En la actualidad, el gobierno del presidente Lula da Silva se encuentra transitando un proceso complicado, con muchos de sus proyectos demorados en el Congreso, y sus repudiables gestos políticos internacionales tratando al Estado de Israel de genocida, provocando un sinfín de protestas a lo largo del territorio brasilero, el líder del PT despierta cada vez mas críticas, dejando a la vista que su tercera presidencia está muy lejos de ser lo que fueron las anteriores, además a esto agrego que, para los gobiernos populistas, gobernar sin el poder absoluto que les permite manejar “la caja” a discreción, se les hace muy difícil.

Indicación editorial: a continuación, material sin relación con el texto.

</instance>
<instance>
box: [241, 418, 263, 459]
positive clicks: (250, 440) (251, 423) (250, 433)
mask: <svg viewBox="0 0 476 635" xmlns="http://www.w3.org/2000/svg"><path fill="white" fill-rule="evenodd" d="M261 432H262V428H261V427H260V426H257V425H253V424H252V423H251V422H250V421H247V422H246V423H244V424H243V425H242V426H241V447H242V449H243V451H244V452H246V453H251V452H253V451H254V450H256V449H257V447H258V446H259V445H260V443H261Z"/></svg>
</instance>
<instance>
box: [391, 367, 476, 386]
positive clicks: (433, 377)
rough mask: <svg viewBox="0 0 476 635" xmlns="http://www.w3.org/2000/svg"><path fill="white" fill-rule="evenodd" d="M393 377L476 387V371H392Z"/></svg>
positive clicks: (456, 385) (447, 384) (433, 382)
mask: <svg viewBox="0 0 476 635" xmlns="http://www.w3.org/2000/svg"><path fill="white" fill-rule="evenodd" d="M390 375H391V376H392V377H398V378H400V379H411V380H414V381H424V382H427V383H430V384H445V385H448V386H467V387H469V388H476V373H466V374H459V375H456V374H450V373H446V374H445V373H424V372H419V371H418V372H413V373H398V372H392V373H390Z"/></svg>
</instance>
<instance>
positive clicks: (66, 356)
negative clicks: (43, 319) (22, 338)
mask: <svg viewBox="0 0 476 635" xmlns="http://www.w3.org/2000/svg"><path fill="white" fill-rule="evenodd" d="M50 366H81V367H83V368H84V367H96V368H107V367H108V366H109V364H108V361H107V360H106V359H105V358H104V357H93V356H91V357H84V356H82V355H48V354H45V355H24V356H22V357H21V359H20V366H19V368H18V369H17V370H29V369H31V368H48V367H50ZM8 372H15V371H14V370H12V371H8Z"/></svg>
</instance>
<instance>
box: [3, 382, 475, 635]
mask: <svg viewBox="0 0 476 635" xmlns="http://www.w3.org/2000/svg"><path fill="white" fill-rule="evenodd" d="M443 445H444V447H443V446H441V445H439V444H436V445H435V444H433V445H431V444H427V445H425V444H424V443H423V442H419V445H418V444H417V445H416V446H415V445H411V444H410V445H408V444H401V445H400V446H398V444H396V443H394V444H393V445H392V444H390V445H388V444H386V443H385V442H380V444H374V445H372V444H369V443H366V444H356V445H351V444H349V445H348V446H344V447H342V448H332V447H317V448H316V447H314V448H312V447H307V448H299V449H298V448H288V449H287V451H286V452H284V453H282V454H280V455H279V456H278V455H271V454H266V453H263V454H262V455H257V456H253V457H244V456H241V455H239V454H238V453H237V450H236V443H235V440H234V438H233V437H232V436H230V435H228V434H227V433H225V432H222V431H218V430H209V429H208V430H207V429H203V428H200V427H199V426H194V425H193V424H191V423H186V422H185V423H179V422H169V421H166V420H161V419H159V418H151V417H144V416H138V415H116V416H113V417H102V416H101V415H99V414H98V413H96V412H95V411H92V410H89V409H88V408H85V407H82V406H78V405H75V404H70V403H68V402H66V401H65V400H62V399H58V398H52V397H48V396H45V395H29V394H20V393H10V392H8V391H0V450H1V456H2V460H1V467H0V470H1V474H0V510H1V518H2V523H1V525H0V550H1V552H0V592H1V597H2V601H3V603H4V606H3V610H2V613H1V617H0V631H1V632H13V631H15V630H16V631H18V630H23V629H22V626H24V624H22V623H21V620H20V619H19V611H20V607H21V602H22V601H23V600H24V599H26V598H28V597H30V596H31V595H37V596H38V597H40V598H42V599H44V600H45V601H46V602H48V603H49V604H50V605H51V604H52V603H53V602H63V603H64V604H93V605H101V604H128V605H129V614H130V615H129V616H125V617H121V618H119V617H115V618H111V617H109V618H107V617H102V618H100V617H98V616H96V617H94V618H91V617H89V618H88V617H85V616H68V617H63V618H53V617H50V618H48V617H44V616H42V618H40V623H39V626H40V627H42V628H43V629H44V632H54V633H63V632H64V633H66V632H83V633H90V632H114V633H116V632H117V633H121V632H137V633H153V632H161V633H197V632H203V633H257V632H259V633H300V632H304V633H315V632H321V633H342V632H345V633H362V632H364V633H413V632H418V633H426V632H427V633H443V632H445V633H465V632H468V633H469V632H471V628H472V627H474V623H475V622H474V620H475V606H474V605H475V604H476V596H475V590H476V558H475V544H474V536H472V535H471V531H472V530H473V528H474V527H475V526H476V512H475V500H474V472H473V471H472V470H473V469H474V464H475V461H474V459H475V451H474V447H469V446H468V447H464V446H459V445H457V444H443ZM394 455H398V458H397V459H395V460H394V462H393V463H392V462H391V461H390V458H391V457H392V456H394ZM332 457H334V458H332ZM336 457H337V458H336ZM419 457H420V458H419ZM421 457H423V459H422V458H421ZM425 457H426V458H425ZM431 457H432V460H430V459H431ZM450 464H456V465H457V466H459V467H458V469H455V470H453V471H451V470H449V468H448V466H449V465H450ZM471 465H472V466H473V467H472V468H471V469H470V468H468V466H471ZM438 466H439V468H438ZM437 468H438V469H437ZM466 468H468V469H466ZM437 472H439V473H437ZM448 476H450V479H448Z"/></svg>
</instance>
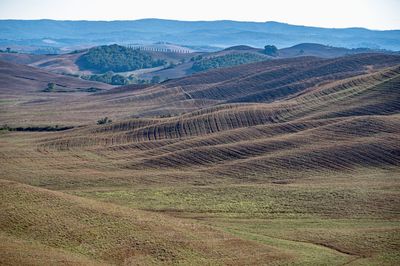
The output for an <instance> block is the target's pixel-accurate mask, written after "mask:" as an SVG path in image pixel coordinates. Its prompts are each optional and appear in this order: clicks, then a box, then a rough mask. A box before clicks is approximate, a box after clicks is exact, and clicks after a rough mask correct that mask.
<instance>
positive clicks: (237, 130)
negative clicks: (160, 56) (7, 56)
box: [0, 54, 400, 265]
mask: <svg viewBox="0 0 400 266" xmlns="http://www.w3.org/2000/svg"><path fill="white" fill-rule="evenodd" d="M13 66H14V68H13V69H14V70H13V71H15V73H17V71H19V69H18V67H16V65H13ZM28 70H29V71H33V70H32V69H31V68H29V69H28ZM41 71H42V70H41ZM18 73H19V74H18V75H16V76H18V77H19V78H20V79H22V80H27V79H24V78H23V77H24V75H25V74H24V73H20V72H18ZM52 75H54V74H52ZM1 77H2V80H4V81H5V82H4V84H11V85H12V84H13V83H12V82H10V81H9V76H7V75H4V76H1ZM14 77H15V75H14ZM21 77H22V78H21ZM69 78H71V79H73V77H69ZM6 81H7V83H6ZM71 82H72V81H71ZM74 82H78V81H76V80H75V81H74ZM79 82H83V83H84V81H79ZM32 84H37V82H36V81H32V83H31V86H29V83H26V84H25V83H24V84H22V85H21V86H14V87H11V85H8V86H9V88H12V89H6V87H7V86H3V87H4V88H3V87H2V91H1V101H0V110H1V112H0V121H1V122H2V124H7V125H8V127H3V130H1V131H0V169H1V181H0V189H1V192H0V210H1V211H0V264H2V265H3V264H4V265H18V264H24V265H25V264H29V265H43V264H65V265H103V264H104V265H113V264H114V265H115V264H118V265H123V264H126V265H151V264H154V265H160V264H166V265H171V264H183V265H398V263H399V261H400V167H399V165H400V100H399V99H400V57H399V56H394V55H383V54H363V55H354V56H346V57H341V58H335V59H320V58H315V57H302V58H294V59H280V60H275V61H274V62H270V61H266V62H260V63H255V64H249V65H243V66H238V67H233V68H227V69H219V70H212V71H209V72H205V73H201V74H197V75H193V76H189V77H185V78H181V79H176V80H171V81H168V82H165V83H162V84H159V85H154V86H126V87H122V88H111V87H110V86H105V87H103V88H102V89H103V90H102V91H100V92H96V93H91V92H84V91H77V89H76V88H78V87H79V88H83V87H84V86H87V87H91V86H92V84H79V86H76V85H73V86H69V88H70V91H69V92H63V93H61V92H52V93H50V92H42V91H40V90H39V88H40V86H42V85H40V86H39V85H35V86H36V87H35V86H33V85H32ZM43 84H46V83H43ZM71 84H75V83H73V82H72V83H71ZM82 86H83V87H82ZM105 116H108V117H110V118H112V120H113V122H112V123H110V124H105V125H96V121H97V119H100V118H103V117H105ZM55 125H58V126H60V127H61V126H69V127H73V128H71V129H68V130H60V131H52V132H50V131H45V130H42V131H40V132H39V131H38V130H32V129H27V128H28V127H33V126H35V127H37V128H42V127H45V126H55ZM17 127H21V128H22V129H21V130H20V131H16V130H13V129H16V128H17ZM44 250H46V252H45V251H44Z"/></svg>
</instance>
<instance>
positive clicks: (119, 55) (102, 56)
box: [77, 44, 166, 73]
mask: <svg viewBox="0 0 400 266" xmlns="http://www.w3.org/2000/svg"><path fill="white" fill-rule="evenodd" d="M77 64H78V65H79V67H80V68H82V69H91V70H95V71H98V72H103V73H104V72H107V71H113V72H126V71H133V70H137V69H143V68H151V67H157V66H162V65H165V64H166V61H165V60H160V59H158V60H155V59H153V58H152V56H151V55H150V54H148V53H146V52H143V51H139V50H135V49H132V48H127V47H124V46H120V45H117V44H113V45H104V46H99V47H94V48H91V49H89V51H88V52H87V53H85V54H83V55H81V56H80V57H79V58H78V60H77Z"/></svg>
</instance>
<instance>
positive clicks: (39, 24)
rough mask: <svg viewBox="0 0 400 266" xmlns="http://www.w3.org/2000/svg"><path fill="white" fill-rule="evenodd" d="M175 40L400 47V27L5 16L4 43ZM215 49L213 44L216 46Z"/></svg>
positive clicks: (372, 48) (91, 45)
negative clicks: (81, 19) (17, 17)
mask: <svg viewBox="0 0 400 266" xmlns="http://www.w3.org/2000/svg"><path fill="white" fill-rule="evenodd" d="M155 42H170V43H176V44H181V45H185V46H187V47H190V48H196V47H202V48H204V47H203V46H208V47H214V48H215V47H218V48H226V47H229V46H234V45H250V46H254V47H263V46H264V45H266V44H273V45H276V46H277V47H278V48H282V47H289V46H293V45H296V44H298V43H320V44H324V45H329V46H336V47H345V48H360V47H363V48H372V49H387V50H394V51H398V50H400V30H388V31H377V30H368V29H364V28H344V29H329V28H318V27H306V26H295V25H289V24H284V23H278V22H238V21H227V20H223V21H190V22H189V21H175V20H161V19H142V20H132V21H58V20H0V47H4V46H6V45H9V46H15V47H26V46H30V47H39V48H40V47H53V48H57V49H65V48H66V47H69V48H71V47H82V46H93V45H100V44H110V43H119V44H129V43H138V44H150V43H155ZM210 49H211V48H210Z"/></svg>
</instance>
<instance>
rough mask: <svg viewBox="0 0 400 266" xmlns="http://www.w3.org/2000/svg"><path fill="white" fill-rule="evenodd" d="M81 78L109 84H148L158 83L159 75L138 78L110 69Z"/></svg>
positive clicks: (136, 77)
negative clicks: (125, 74) (156, 75)
mask: <svg viewBox="0 0 400 266" xmlns="http://www.w3.org/2000/svg"><path fill="white" fill-rule="evenodd" d="M81 78H82V79H86V80H91V81H98V82H103V83H107V84H111V85H121V86H122V85H128V84H148V83H160V82H161V78H160V76H153V77H152V79H151V80H145V79H138V78H137V77H135V76H134V75H130V76H128V77H125V76H123V75H120V74H114V72H112V71H108V72H106V73H104V74H100V75H96V74H95V75H83V76H81Z"/></svg>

La dura realidad es un efecto directo de las decisiones del pasado ya que todo tiene que ver con todo y en política nada nace de la nada misma. Brasil es un claro ejemplo de esto, ya que se encuentra en un bucle político en el que entra y sale una y otra vez con la nueva y la vieja política, e impidiendo así solidificar una estructura política sobre la cual sostenerse en el tiempo. Por lo menos en eso podemos decir que tanto Argentina como en Brasil, vienen parejos ya que ambos se encuentran inmersos en un abismo ideológico profundo, con una enfermedad de base llamada fanatismo, es por eso que surgen candidatos “antisistema”, que pretenden aniquilar al otro con discursos cargados de odio y que solo alimenta el fanatismo, en vez de intentar acercar por lo menos un poco a las partes, esto solamente aviva las llamas y como decía Confucio:
“No pretendas apagar con fuego un incendio, ni remediar con agua una inundación”.